Rego: Faking service dogs on campus is still a growing issue

Shay Rego

Editor’s Note: The views expressed in the following column are those of the writer only and do not necessarily represent the views of The Collegian or its editorial board.

Having a service dog has seemingly become a trend. Whether it’s the 50-year-old lady carrying around her corgi in a Target shopping cart, or a college student bringing their family pet to classes with them, it is illegal.

Ad

When claiming to have a service dog which is not a service dog, a person is falsely claiming to have a disability. It is illegal to claim to have a disability, and it is also illegal to impersonate a pet dog as a service dog.

The Americans with Disabilities Act defines a service dog any type of assistance dog specifically trained to perform tasks to aid a person with disabilities.

Service dogs are classified as medical equipment, including service dogs in training. The ADA also states that service dogs are allowed to accompany their handlers virtually anywhere. There is no federal registration that exists for service dogs. 

A teacher, business manager or any authority figure may only ask two questions to verify the authenticity of a service dog: Is this a service dog? What task(s) is it trained to perform?

There are plenty of service dogs-in-training on campus, but there are also plenty of pets too. Some people believe that if their dog is simply well-behaved then it is okay to bring their pet to class. This includes young puppies only weeks old.

Pets and emotional support animals do not require training. People, either by ignorance or misunderstanding, are misrepresenting their animals as service dogs.

A service dog is defined as any type of assistance dog specifically trained to perform tasks to aid a person with disabilities.

Many people don’t understand the differences between a service dog and an ESA. The simple distinction is that ESAs are not specifically trained to perform tasks and only have housing and flying rights. No public access otherwise. Some people may use the term “emotional support service dog,” but this is incorrect and misleading as emotional support dogs and service dogs are different.

Faking a service dog can be as easy as buying a vest or a scam ID online. One does not register a service dog. ADA clearly states, “organizations that sell animal certification or registration documents online … do not convey any rights under the ADA and the Department of Justice does not recognize them as proof.” 

Obtaining a service dog is not as simple as someone going online and buying a registration.

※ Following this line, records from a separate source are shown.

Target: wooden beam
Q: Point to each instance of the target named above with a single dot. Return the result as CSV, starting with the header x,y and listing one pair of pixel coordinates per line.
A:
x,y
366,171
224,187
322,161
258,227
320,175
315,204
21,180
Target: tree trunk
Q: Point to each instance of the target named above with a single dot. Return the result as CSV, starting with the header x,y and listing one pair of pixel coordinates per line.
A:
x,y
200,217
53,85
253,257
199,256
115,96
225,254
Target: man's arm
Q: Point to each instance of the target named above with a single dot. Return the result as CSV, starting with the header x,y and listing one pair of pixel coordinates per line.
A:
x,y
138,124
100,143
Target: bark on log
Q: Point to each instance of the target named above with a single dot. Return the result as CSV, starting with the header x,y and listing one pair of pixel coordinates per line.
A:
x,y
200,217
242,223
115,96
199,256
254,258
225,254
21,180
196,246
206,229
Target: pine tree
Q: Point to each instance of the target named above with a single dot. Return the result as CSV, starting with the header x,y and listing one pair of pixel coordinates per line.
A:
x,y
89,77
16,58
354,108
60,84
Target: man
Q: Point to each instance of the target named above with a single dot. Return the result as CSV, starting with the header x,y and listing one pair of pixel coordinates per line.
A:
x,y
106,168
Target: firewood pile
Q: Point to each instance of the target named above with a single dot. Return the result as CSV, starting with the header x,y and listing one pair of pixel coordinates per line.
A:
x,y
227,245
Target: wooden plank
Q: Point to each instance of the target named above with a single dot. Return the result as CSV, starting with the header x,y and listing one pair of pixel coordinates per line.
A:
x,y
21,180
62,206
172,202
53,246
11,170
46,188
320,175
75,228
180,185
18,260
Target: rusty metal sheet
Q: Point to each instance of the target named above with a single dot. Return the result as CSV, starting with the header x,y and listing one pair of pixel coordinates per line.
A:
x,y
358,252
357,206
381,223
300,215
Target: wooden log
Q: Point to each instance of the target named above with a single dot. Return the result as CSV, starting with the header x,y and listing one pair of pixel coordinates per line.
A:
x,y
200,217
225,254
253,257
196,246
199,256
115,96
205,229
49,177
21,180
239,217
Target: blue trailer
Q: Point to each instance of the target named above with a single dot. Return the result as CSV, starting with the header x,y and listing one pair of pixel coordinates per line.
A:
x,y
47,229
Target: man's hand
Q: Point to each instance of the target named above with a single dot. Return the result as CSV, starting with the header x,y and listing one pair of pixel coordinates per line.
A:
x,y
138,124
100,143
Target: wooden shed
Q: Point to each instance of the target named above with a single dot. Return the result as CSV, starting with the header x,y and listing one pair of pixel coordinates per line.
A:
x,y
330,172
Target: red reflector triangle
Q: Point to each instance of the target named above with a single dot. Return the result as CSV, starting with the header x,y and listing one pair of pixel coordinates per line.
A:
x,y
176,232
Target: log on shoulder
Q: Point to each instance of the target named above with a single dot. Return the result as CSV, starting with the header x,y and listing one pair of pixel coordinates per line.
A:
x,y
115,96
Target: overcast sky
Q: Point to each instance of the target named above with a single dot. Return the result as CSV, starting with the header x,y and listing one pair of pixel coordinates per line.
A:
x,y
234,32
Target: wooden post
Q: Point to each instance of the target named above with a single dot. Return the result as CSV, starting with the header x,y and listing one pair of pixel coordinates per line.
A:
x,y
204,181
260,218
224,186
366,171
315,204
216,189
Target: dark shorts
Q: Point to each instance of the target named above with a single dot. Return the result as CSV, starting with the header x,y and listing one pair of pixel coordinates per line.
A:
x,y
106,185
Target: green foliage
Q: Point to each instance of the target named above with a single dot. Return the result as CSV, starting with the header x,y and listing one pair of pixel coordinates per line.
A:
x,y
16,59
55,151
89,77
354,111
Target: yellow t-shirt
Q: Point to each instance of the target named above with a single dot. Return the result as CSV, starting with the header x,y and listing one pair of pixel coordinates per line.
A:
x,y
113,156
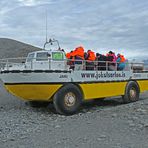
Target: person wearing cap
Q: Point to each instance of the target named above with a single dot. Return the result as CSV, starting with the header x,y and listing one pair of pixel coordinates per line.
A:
x,y
78,55
90,57
111,57
120,62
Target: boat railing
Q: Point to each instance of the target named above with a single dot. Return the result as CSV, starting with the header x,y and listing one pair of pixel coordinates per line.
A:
x,y
22,63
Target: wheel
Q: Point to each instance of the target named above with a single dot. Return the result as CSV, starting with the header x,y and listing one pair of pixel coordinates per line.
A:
x,y
68,99
37,104
131,93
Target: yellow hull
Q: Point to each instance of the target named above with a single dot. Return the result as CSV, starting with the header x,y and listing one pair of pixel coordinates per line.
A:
x,y
44,92
100,90
41,92
143,85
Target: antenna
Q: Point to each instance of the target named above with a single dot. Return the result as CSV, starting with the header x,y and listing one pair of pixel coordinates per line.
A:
x,y
46,25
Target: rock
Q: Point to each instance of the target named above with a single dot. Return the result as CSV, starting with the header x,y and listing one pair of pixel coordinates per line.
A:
x,y
57,126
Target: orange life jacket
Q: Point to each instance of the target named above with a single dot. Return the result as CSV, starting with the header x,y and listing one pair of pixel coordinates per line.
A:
x,y
91,56
122,59
79,51
68,55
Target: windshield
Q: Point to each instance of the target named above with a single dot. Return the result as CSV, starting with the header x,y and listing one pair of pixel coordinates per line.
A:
x,y
30,57
57,56
42,56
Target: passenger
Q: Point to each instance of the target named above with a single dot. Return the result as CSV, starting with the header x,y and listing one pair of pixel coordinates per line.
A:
x,y
68,55
120,62
90,58
70,60
101,61
78,55
111,57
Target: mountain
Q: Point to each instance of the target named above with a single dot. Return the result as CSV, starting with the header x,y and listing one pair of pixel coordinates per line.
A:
x,y
12,48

There are certain programs available, such as Canine Companions for Independence on campus, which will give a form of certification after the dog’s training completion. These programs spend years training dogs. Such programs are nationally recognized as legitimate projects that produce fully trained dogs through the use of professional trainers.

Ad

Colorado State University’s campus has become rampant with fake service dogs. A dog’s training and behavior is a clear indicator.

In accordance with CSU’s policy, pets are not permitted in any University buildings.

ESAs have been verified to accommodate an individual in University housing, but only service animals are permitted in all University properties. The policy clearly distinguishes the difference between service animals and pets, clarifying that service animals are not pets.

Teachers have just as much responsibility as students. Teachers need to do a better job of screening their classrooms for illegitimate service dogs or asking the proper questions about a dog.

University policy clearly states there are causes for removal of any animal from University buildings. Reasons include if the animal is not housebroken, if the animal is out of control and the handler does not take effective action to control it. Teachers have the responsibility to control distractions in their classrooms. Students have recognized the threat that these fake service dogs bring to campus. 

Anyone who has a dog knows the immeasurable love an owner has with their pet. We would love to be with our dog everywhere they go, but it’s not fair to service dogs and their handlers. There aren’t any excuses for faking a service dog.

Faking a service dog is not only morally wrong, it’s against the law.

Having a disability requiring the use of medical equipment, such as a service animal, shouldn’t be considered cool or trendy. To fake a service dog is to fake a disability and no one should ever pretend they are disabled.